For me, it was a deeply spiritual experience.

As in any genuine spiritual experience, I was forced off the throne at the centre of my world and made to view myself, and my world, from a completely different perspective.

And then the ideas began to flow. It was almost as though the shift in perspective had unstopped a channel in my brain and a profusion of ideas came cascading into my consciousness.

Original Photo: Mike Murphy
I think there is some kind of a principle in creation that the smaller I feel outside my head, the bigger the ideas that flow inside it.

I wonder if it is this sense of smallness that quietens down my ego and, in doing so, makes all the assumptions and paradigms that are associated with it a bit less dominant. And maybe, this allows the quiet thoughts and partial ideas that are floating around my right brain to surface and be recognised.
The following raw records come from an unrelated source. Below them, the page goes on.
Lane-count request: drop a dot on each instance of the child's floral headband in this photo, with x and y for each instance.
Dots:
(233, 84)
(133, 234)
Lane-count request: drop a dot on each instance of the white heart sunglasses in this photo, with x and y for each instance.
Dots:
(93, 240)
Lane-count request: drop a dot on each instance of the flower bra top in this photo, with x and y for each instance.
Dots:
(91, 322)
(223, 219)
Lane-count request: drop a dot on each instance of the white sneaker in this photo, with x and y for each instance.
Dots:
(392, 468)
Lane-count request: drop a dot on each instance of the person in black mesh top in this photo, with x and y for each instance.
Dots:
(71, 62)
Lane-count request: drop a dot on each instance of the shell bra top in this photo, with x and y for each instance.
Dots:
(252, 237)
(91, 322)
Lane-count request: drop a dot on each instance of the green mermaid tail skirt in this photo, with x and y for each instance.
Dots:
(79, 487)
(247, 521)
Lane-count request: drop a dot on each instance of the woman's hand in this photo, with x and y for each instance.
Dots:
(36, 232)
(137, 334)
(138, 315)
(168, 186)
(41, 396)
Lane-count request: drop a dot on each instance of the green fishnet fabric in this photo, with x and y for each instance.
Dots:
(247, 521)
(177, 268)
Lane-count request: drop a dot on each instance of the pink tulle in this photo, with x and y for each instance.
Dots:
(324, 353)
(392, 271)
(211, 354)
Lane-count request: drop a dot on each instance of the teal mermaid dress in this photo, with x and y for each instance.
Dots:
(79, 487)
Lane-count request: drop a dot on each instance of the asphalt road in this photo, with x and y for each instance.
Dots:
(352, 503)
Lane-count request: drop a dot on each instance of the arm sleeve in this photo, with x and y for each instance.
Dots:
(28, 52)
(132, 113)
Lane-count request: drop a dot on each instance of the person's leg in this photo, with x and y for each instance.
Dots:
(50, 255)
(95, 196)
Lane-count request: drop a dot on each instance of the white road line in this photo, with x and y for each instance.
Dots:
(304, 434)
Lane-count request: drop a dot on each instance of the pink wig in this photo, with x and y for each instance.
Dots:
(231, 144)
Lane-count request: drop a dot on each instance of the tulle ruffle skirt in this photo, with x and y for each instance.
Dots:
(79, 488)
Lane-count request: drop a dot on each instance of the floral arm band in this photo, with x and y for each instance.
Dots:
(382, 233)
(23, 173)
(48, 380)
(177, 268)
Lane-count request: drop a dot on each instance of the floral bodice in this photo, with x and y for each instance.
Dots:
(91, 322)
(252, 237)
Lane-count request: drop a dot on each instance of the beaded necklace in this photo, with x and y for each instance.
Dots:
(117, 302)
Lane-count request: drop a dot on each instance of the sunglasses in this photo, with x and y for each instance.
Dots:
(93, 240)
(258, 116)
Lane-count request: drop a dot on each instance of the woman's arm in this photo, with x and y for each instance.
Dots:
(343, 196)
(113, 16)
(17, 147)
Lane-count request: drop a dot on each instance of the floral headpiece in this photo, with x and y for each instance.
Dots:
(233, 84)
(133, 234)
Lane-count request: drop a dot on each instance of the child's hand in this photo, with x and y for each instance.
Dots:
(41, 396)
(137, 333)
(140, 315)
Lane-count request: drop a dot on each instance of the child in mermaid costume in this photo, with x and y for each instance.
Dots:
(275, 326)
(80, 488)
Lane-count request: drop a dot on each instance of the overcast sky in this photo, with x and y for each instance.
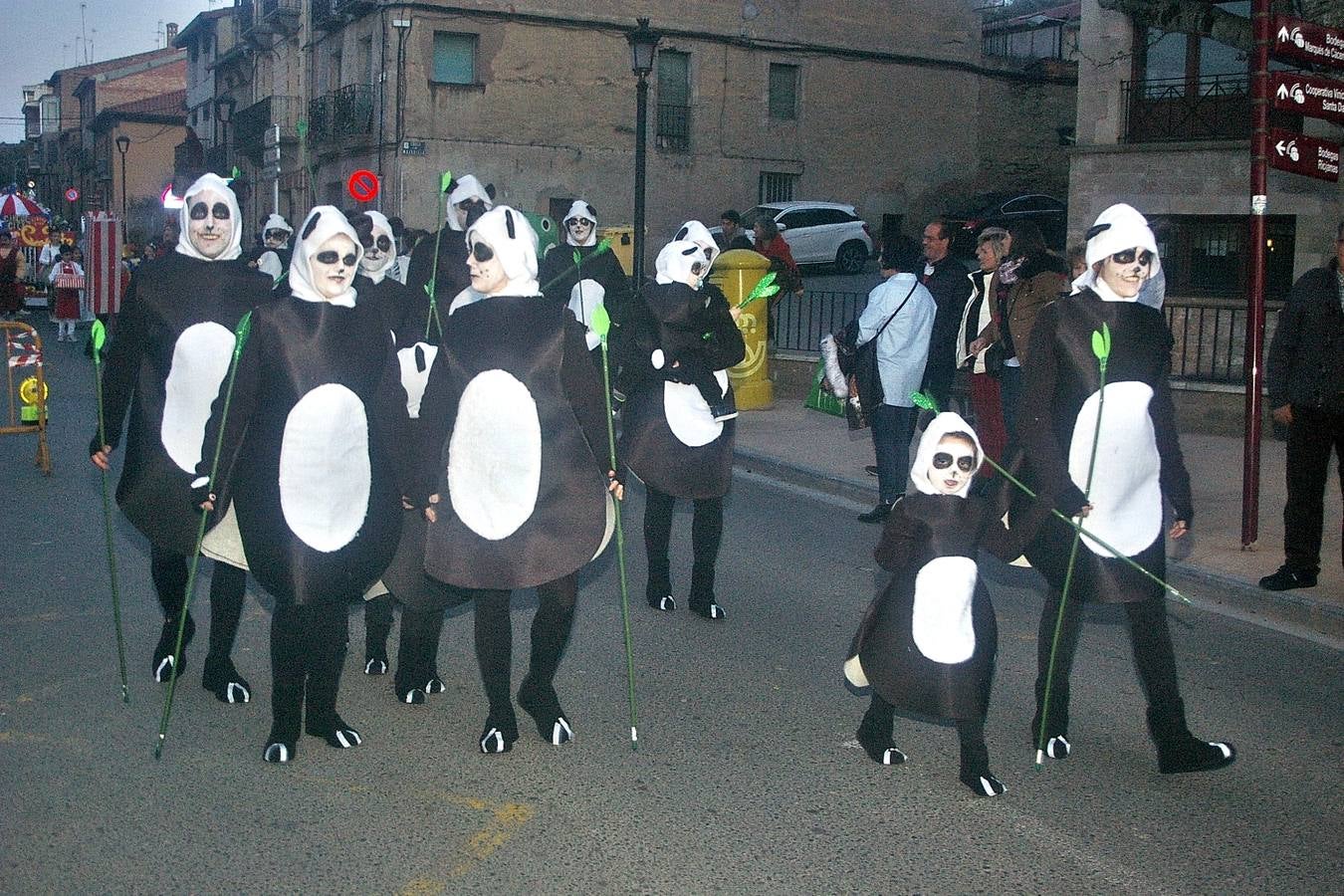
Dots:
(45, 35)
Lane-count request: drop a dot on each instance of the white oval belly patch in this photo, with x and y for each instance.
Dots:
(1126, 493)
(688, 414)
(941, 621)
(325, 468)
(200, 360)
(495, 456)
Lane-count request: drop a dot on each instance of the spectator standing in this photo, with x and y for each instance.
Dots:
(944, 277)
(1305, 376)
(901, 316)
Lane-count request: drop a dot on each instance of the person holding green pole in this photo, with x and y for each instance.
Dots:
(1099, 431)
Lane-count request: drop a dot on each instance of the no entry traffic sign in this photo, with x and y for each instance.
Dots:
(363, 185)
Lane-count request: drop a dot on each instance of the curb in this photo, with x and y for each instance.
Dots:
(1290, 611)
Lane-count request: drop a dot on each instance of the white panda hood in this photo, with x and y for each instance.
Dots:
(675, 261)
(582, 211)
(514, 241)
(323, 223)
(701, 235)
(940, 426)
(382, 227)
(467, 187)
(211, 188)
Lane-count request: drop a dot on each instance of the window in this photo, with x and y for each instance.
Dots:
(777, 187)
(454, 58)
(674, 117)
(784, 92)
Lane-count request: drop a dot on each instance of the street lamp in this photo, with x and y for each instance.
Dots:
(644, 46)
(122, 145)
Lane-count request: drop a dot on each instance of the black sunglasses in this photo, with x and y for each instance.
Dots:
(331, 257)
(200, 211)
(1128, 257)
(368, 242)
(941, 461)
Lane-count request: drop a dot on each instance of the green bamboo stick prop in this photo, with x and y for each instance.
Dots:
(929, 404)
(239, 340)
(1101, 348)
(432, 318)
(602, 326)
(100, 336)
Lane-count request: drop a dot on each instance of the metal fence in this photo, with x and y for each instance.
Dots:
(1209, 338)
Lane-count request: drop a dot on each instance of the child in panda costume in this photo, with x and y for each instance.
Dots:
(513, 425)
(1139, 465)
(467, 200)
(319, 511)
(669, 437)
(598, 280)
(928, 642)
(167, 361)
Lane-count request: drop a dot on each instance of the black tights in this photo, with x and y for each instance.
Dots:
(1153, 658)
(495, 638)
(706, 537)
(307, 654)
(227, 584)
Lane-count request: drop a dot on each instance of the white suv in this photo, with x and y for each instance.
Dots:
(818, 233)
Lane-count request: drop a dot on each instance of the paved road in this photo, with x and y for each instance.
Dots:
(745, 780)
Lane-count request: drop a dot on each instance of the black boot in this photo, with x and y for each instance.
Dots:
(164, 660)
(1180, 751)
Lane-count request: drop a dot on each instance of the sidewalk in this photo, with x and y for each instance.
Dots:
(813, 450)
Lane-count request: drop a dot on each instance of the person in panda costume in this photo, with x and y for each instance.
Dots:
(275, 256)
(467, 200)
(1139, 465)
(598, 280)
(513, 425)
(165, 364)
(315, 404)
(669, 438)
(928, 642)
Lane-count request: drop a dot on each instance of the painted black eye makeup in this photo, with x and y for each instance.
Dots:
(941, 461)
(331, 257)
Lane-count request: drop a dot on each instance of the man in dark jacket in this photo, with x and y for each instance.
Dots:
(1305, 376)
(945, 277)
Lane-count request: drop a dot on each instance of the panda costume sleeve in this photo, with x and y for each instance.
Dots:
(669, 437)
(514, 423)
(1139, 457)
(312, 484)
(168, 360)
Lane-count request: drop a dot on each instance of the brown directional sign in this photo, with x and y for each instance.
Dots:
(1308, 42)
(1308, 95)
(1302, 154)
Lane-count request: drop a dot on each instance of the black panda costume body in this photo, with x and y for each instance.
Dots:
(168, 358)
(928, 642)
(511, 429)
(1139, 464)
(312, 484)
(669, 438)
(450, 274)
(598, 280)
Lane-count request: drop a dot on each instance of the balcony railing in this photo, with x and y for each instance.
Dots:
(1185, 109)
(674, 127)
(341, 113)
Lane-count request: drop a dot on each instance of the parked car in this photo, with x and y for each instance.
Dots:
(1002, 210)
(817, 233)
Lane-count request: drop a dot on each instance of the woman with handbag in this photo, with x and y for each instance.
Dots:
(897, 324)
(982, 354)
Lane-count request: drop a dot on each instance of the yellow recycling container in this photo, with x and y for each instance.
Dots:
(622, 245)
(737, 273)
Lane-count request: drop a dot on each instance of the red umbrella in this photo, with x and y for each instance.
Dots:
(14, 204)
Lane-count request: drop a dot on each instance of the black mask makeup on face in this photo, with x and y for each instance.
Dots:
(331, 257)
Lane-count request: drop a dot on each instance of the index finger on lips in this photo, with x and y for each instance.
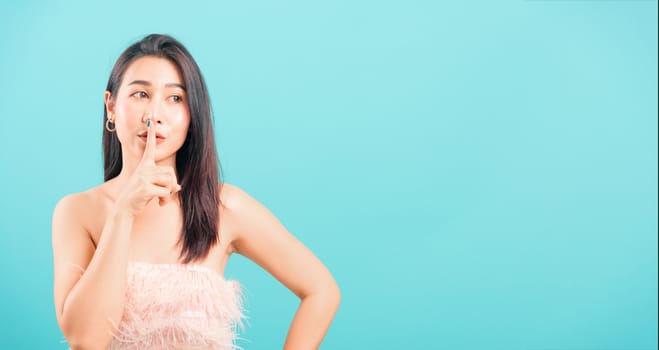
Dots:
(150, 148)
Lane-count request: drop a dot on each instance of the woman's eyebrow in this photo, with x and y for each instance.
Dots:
(147, 83)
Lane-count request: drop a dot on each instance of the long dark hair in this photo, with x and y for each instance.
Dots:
(196, 161)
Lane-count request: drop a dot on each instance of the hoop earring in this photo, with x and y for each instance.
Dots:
(107, 126)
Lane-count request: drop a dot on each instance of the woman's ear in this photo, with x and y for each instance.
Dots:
(109, 103)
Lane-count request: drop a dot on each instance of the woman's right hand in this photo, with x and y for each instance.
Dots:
(148, 180)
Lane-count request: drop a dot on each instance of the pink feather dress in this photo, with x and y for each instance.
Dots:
(178, 307)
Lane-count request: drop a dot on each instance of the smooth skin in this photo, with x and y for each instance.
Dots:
(137, 217)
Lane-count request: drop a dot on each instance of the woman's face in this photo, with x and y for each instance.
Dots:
(151, 88)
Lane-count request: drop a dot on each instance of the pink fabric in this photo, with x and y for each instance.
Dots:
(176, 307)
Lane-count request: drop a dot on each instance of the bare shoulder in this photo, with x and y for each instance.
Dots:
(80, 209)
(233, 198)
(238, 209)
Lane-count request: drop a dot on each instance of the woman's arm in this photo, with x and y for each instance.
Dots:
(89, 283)
(262, 238)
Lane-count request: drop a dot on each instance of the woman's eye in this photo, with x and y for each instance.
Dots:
(140, 94)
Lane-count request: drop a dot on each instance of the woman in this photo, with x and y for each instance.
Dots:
(139, 259)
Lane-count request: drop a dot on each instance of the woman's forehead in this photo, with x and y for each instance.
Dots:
(154, 71)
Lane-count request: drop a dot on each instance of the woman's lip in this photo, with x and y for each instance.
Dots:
(158, 139)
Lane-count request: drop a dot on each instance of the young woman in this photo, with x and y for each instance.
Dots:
(139, 260)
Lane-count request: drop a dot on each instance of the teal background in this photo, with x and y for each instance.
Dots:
(476, 175)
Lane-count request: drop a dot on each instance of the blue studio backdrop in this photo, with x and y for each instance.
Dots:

For this to work though, I think it is very important that the thing making me feel small does not have an ego of its own.

If it was a person, I know my fighting instincts would kick in and it would quickly descend into a contest of wills. But how can you argue with almost a Kilometre of rock!

It is not trying to make me feel small. It just does, because it is undeniably bigger, more impressive, more splendid than me. To paraphrase Mario Puzo's famous line: "It's nothing personal, just bigness."

To me, that is the golden key to inspired creativity – I need to feel small but not diminished.